1 von 1 Kunden fanden diese Rezension hilfreich.

Bewertung vom 24.06.2020
Der Knochengarten / Tony Hill & Carol Jordan Bd.11
Mcdermid, Val;McDermid, Val

Der Knochengarten / Tony Hill & Carol Jordan Bd.11


gut

An die vierzig Skelette junger Mädchen werden bei Bauarbeiten im Garten eines katholischen Waisenhauses gefunden. Haben die strengen Nonnen ihren Anteil daran? Dann taucht ganz in der Nähe eine zweite Gruppe Leichen auf. Diesmal junge Männer, die ganz offenbar ermordet wurden. Viel Ermittlungsarbeit für die Spezialeinheit aus Yorkshire. Leider können sie nicht auf die Kompetenz von Carol Jordan und Tony Hill zurückgreifen, denn Erstere hat den Polizeidienst quittiert und orientiert sich gerade neu und Tony sitzt eine vierjährige Haftstrafe ab.

Meine Meinung:

Ich bin eigentlich noch nie von Val McDermid enttäuscht worden, besonders die ersten Bände der Tony-Hill-Reihe haben mich stets in ihren Bann gezogen. Irgendwann bin ich dann ausgestiegen, weswegen mir auch einiges Hintergrundwissen zur jetzigen Lage von Jordan und Hill fehlt. Auf beide wird zwar im Buch Bezug genommen, aber eher in persönlicher Hinsicht. Zu den Ermittlungen tragen sie wenig bis gar nichts bei, weshalb dieser elfte Fall eigentlich nicht ihrer genannt werden sollte.

Mir gefiel bei der Autorin immer, wie auch der Täter zu Wort kommt, seine kruden oder perfiden Gedankengänge offenbart. Das tut er hier anfangs auch kurz, dann ist er bis zum Ende still. Seine Identität ist schon früh bekannt, was dem Roman ganz eindeutig die Spannung nimmt und es gibt danach kaum Überraschungsmomente. Beide Fälle werden eigentlich nicht wirklich aufgeklärt, es macht fast den Eindruck also würden ein paar Kapitel fehlen.
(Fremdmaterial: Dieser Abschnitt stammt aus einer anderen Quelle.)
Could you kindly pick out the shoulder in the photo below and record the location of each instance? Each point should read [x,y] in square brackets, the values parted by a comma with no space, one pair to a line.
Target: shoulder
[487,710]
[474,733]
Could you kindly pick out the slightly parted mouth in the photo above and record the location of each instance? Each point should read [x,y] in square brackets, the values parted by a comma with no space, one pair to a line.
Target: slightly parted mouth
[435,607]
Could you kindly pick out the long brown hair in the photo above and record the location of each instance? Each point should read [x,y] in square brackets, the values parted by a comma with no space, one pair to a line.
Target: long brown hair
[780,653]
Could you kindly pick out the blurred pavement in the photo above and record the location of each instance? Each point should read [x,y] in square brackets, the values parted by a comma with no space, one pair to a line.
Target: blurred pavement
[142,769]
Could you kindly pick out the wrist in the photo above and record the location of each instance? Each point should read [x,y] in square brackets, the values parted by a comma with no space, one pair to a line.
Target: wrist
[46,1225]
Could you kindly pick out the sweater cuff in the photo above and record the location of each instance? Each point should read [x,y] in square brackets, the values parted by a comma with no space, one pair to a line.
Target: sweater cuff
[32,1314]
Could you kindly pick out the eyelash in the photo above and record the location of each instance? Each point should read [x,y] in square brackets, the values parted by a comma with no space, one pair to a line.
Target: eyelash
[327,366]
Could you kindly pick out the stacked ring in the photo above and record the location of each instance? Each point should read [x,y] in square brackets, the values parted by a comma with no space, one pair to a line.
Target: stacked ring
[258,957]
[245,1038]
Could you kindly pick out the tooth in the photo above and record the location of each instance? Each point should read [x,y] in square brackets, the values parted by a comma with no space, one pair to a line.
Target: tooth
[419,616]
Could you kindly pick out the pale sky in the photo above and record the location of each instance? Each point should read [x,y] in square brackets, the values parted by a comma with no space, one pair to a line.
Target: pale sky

Durch ihren flüssigen Schreibstil und die akkurate Wortwahl gelingt es McDermid dennoch, den Leser über längere Zeit zu fesseln. Die Ortsbeschreibungen sind sehr gelungen und Ermittlungsschritte logisch. Neuleser dürften mit der Vielzahl an Charakteren ein wenig überfordert sein.

Für einen Thriller passiert mir einfach zu wenig im „Knochengarten“, es ist einfach nur ein Krimipuzzle, das zu lösen es nicht mal besonders viel Engagement bedarf. Ich werde mir dann doch wohl lieber noch mal ein paar der älteren Hill/Jordan-Romane zu Gemüte führen.